A função reduzida dos diversos sistemas fisiológicos determinada pelo envelhecimento biológico combinada com o tabagismo, alcoolismo e desuso (sedentarismo) propicia um estado de "fragilidade", redução da margem de segurança e aumento da susceptibilidade às doenças e incapacidades. Por isso, eventos simples como infecção respiratória podem desencadear conseqüências em vários órgãos e sistemas, elevando a mortalidade ou propiciando manifestações clínicas atípicas, o que dificulta o diagnóstico e agrava o prognóstico.9

As doenças e limitações não são, entretanto, conseqüências inevitáveis do envelhecimento.
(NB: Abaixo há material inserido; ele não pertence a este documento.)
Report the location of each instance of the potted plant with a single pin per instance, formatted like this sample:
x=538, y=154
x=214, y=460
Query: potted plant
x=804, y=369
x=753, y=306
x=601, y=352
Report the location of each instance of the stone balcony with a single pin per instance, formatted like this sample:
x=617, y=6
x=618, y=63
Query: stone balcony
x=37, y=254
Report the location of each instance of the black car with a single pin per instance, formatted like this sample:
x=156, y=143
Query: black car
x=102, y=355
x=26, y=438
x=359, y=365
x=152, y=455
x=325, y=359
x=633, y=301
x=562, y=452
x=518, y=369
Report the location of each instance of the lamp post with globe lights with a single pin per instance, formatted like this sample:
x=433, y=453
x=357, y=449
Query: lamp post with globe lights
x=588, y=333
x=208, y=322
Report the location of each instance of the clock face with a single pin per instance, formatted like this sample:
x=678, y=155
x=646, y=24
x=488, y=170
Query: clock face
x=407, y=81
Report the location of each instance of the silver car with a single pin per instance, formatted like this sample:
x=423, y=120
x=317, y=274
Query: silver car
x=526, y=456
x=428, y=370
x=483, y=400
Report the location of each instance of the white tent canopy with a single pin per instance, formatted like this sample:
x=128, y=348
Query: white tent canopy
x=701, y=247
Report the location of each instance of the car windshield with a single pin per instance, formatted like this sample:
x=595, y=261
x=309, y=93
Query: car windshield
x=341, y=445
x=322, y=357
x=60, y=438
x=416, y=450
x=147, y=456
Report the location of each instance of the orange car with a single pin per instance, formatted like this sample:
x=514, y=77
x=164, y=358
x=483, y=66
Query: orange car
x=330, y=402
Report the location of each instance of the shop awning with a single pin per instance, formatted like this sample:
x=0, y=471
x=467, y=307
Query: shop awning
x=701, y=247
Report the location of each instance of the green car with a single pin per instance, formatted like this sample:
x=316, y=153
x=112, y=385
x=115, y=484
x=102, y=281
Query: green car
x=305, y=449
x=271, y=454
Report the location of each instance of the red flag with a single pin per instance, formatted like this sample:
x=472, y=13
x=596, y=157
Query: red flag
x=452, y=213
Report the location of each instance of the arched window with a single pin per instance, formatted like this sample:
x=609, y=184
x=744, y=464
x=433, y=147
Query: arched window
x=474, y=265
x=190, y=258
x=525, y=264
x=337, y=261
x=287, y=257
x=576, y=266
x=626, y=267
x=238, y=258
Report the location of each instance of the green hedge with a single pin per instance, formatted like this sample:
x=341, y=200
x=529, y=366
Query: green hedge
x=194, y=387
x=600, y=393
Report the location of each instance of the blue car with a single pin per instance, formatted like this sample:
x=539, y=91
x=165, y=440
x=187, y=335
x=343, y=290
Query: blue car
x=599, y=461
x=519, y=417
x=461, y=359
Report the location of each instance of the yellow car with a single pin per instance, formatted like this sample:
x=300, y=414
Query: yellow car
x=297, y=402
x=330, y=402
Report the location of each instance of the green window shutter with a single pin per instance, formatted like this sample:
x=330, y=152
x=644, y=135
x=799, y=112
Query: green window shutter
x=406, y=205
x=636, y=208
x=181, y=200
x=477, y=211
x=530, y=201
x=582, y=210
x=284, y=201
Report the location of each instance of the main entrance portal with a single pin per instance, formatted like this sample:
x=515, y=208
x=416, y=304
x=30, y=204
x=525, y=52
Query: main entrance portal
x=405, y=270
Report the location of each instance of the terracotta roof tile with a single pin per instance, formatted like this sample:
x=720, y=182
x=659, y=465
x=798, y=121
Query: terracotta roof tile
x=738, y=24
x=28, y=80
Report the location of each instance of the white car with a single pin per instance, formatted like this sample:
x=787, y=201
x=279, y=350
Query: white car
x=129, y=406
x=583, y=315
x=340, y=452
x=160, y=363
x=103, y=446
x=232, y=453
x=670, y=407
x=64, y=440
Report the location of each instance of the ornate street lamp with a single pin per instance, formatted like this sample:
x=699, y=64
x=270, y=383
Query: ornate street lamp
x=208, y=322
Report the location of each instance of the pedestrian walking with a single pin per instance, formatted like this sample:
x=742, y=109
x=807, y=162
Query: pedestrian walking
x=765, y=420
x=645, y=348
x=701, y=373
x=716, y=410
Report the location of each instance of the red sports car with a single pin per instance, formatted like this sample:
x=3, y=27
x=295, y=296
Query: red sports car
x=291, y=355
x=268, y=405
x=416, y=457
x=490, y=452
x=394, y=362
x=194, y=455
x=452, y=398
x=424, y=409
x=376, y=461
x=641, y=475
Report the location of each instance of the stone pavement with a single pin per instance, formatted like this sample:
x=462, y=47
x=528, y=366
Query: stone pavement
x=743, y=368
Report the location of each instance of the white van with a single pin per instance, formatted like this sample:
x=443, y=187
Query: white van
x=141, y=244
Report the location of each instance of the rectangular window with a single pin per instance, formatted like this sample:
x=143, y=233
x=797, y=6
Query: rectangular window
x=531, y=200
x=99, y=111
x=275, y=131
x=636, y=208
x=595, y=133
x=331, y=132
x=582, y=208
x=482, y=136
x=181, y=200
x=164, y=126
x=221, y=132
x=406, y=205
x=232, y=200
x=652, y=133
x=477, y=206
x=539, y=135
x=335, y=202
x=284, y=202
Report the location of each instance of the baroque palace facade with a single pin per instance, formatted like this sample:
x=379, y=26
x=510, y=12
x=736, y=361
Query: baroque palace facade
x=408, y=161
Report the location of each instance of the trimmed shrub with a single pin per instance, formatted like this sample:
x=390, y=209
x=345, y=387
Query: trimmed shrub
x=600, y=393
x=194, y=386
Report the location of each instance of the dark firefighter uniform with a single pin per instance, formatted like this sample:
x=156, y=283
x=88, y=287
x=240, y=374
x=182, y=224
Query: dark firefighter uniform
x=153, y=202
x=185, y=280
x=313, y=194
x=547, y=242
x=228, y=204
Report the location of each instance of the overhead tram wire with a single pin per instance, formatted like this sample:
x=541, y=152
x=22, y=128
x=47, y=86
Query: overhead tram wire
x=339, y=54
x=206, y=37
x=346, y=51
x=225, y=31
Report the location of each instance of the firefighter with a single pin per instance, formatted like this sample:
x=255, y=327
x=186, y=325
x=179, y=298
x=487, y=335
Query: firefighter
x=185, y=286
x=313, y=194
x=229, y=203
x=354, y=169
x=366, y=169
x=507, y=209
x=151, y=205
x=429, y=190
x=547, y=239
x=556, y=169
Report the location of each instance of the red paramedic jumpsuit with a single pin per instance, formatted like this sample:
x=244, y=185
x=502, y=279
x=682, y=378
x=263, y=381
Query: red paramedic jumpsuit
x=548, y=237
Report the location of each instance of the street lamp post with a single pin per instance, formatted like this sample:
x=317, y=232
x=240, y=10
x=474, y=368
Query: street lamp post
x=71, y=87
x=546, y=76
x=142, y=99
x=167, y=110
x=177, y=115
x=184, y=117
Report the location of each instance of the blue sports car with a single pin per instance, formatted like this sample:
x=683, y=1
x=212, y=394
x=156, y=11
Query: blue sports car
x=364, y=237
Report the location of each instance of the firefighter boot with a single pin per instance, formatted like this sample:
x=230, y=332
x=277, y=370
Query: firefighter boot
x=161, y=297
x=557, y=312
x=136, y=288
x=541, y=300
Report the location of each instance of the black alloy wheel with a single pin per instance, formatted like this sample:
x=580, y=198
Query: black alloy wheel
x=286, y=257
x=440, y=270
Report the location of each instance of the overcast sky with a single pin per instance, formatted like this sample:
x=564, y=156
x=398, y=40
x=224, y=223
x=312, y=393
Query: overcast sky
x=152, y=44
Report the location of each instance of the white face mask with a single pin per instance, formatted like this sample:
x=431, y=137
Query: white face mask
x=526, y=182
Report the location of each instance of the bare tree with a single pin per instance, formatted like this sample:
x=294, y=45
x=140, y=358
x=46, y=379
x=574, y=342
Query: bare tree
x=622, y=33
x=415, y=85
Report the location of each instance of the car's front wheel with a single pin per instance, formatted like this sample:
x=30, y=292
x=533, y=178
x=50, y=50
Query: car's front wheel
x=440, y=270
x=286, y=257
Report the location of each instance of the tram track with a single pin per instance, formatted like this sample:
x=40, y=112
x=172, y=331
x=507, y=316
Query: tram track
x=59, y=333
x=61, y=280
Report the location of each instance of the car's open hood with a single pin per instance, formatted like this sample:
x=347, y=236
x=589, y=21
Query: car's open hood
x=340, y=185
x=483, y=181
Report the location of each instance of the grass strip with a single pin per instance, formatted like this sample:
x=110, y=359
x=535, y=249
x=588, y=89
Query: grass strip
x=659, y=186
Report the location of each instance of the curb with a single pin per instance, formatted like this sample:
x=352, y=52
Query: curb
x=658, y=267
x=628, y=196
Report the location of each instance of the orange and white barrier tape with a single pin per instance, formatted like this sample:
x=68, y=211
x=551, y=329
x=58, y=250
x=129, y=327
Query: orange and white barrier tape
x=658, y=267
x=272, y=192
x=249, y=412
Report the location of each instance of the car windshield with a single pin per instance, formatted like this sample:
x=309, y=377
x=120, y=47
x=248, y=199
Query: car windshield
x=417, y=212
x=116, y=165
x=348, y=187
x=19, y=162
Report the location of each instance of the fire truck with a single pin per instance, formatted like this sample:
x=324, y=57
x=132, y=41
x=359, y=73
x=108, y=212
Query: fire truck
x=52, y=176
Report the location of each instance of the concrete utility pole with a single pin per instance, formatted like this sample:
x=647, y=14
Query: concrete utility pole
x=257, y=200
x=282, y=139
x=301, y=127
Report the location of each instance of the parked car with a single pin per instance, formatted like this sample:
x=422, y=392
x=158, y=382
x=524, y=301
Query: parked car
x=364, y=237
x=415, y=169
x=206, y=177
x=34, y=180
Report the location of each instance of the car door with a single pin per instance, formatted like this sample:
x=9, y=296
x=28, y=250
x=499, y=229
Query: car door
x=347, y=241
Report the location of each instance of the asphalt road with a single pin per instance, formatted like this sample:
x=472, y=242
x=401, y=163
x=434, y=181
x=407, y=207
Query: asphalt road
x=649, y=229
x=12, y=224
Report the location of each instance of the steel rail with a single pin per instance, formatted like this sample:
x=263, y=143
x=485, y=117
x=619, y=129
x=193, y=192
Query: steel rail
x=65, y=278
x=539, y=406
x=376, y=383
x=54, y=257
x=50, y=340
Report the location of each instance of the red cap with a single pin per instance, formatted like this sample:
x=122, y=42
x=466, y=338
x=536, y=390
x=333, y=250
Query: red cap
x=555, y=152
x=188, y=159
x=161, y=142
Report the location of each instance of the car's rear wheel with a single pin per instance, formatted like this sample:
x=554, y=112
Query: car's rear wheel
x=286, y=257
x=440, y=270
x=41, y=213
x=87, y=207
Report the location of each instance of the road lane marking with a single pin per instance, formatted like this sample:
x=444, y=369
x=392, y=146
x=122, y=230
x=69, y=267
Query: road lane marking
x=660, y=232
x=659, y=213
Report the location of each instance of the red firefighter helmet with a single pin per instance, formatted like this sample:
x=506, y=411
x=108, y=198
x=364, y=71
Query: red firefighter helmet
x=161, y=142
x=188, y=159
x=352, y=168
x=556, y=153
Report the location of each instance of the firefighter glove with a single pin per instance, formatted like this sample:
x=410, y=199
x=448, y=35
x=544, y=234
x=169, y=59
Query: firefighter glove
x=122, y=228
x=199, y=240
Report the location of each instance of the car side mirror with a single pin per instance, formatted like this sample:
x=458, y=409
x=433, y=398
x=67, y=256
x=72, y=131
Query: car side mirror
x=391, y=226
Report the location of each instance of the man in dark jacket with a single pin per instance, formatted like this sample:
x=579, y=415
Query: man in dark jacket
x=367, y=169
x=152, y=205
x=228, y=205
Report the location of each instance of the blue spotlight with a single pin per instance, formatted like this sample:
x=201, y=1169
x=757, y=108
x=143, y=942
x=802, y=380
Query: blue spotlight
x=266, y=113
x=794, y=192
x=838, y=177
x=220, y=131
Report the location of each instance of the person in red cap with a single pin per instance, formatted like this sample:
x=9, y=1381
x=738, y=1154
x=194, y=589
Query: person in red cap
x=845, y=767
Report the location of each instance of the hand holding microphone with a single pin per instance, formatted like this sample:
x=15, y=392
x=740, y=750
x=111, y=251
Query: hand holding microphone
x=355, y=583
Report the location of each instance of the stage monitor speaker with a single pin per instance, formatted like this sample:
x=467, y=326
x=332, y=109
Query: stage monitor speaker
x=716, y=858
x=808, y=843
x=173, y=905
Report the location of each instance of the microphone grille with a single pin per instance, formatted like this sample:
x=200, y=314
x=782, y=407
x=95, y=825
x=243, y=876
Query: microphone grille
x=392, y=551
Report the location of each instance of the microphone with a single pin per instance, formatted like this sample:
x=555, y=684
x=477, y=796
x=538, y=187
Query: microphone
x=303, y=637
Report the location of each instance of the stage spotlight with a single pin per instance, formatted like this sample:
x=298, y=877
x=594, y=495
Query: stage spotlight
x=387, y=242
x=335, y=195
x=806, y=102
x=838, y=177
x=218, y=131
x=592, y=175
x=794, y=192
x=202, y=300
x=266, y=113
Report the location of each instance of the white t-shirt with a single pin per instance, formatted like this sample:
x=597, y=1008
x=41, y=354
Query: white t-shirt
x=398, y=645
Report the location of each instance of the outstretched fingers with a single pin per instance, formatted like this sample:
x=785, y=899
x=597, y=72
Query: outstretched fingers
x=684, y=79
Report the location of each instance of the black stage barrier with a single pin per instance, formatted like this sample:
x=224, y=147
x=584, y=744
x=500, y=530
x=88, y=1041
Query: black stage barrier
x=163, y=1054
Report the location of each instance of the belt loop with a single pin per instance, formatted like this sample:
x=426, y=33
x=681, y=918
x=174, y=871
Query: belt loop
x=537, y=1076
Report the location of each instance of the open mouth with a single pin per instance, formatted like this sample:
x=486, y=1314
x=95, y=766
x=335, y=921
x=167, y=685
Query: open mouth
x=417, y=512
Na senelescência, as pessoas adquirem características especiais e podem necessitar de suporte (familiar ou de toda a sociedade) para a cura, reabilitação ou readaptação às atividades funcionais.10 O uso de serviços de saúde preventivos, a eliminação de fatores de risco e a adoção de hábitos adequados de vida são importantes determinantes do envelhecimento saudável.11

 

FATORES QUE INFLUENCIAM O ESTADO NUTRICIONAL EM IDOSOS

A nutrição do idoso é especialmente influenciada por: idade; cognição; dentição; mobilidade; autonomia, inclusive se mora sozinho ou com familiares; capacidade de preparar a própria alimentação; renda própria e de familiares; escolaridade; situação atual e pregressa de saúde, incluindo a presença de co-morbidades. Outras influências dependem do hábito alimentar, das opiniões, atitudes e crenças que marcam e influenciam a infância, a adolescência e que repercutem em adultos e idosos, com promoção de riscos de desvios nutricionais e reflexos sobre o estado de saúde.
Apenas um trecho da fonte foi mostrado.